Claro que há pessoas que até podem gostar da profissão que exercem, quem realmente seguem o sentido de suas vidas e que mesmo assim se divertem no carnaval. Esse grupo de pessoas tem consciência de seus limites, são felizes e optam pelo carnaval como uma mera diversão dentre as demais que já possua, algo que nem toda população brasileira possui. Tom Jobim uma vez disse que no Brasil é um crime possuir boas condições financeiras. Mais uma vez entra em ação a social brasileira, que com traços marxistas, tenta instalar a luta entre as classes, tenta implantar na cabeça dos menos intelectualizados que os ricos são inimigos dos pobres, são arrogantes e miseráveis, que roubaram para estar a onde estão. É mesmo, é? Estudei feito um condenado para ter uma “vidinha” de mais ou menos? Claro que não. Isso é um crime? Não. Se a bíblia diz que o homem viverá do seu trabalho, é melhor que eu encontre um trabalho bom se quiser ter uma vida boa. Se exerço uma função na qual não vejo nenhum sentido, minha vida será sem sentido. Uma vida sem sentido contribui para uma série de fracassos e para os companheiros de cachaça de fim de semana. Aqueles que colocam uma mesa na calçada ou no quintal pegam uma bebida alcoólica, embebedam-se ouvindo músicas que péssimo nível cultural e dizem que isso é uma diversão para compensar a semana difícil de trabalho. Isso é deprimente.

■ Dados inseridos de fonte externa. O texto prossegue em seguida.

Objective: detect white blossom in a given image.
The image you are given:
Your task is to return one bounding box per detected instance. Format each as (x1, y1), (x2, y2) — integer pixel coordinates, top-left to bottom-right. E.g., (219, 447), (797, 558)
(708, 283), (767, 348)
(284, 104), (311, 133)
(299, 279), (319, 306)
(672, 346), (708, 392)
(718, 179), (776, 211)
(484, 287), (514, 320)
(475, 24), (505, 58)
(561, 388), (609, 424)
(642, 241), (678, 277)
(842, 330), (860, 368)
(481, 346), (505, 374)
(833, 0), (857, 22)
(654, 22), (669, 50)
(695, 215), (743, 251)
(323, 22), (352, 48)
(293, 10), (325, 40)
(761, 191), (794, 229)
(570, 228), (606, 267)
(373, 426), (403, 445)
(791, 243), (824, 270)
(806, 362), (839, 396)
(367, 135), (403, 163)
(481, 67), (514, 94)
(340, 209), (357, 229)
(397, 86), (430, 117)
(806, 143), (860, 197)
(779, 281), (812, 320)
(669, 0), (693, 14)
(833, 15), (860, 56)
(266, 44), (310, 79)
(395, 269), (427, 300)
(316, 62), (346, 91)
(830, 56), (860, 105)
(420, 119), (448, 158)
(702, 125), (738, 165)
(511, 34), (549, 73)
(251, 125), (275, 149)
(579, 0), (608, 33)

Além de desencadear vários problemas de saúde, você ainda possuir uma vida sem sentido? É a partir daí que entram as novelas da rede globo que passam o que o cidadão quer ver – se bem que a propaganda de Corega fita adesiva na novela babilônia não agradou tanto aos telespectadores – os políticos bonzinhos que se acham no direito de monopolizar a defesa do pobre, dizendo que sabem o que eles passam e que vão lutar por direitos iguais, enfim, se você é brasileiro você já deve conhecer esse velho discurso. É lamentável, mas vai continuar assim por muito tempo. Afinal de contas, por que o governo ou os controladores de massa iriam jogar a luz onde existe uma treva que torna mais fácil o controle da situação? O maior medo dos atuais governantes e controladores de massa não é uma investigação intitulada de ‘Lava Jato’, e sim que a população readquira o desejo de conhecer que foi dito por Aristóteles. O maior medo deles não é um cara que cria uma página no Facebook e diz que quer o impeachment da Presidente. O maior medo deles é um simples cara que seja intelectual e que influencie, que consiga dar a luz para a população. Uma população instruída é mais difícil de se controlar.

Inspirado em: Olavo de Carvalho - O mínimo que você precisa saber para não ser um idiota.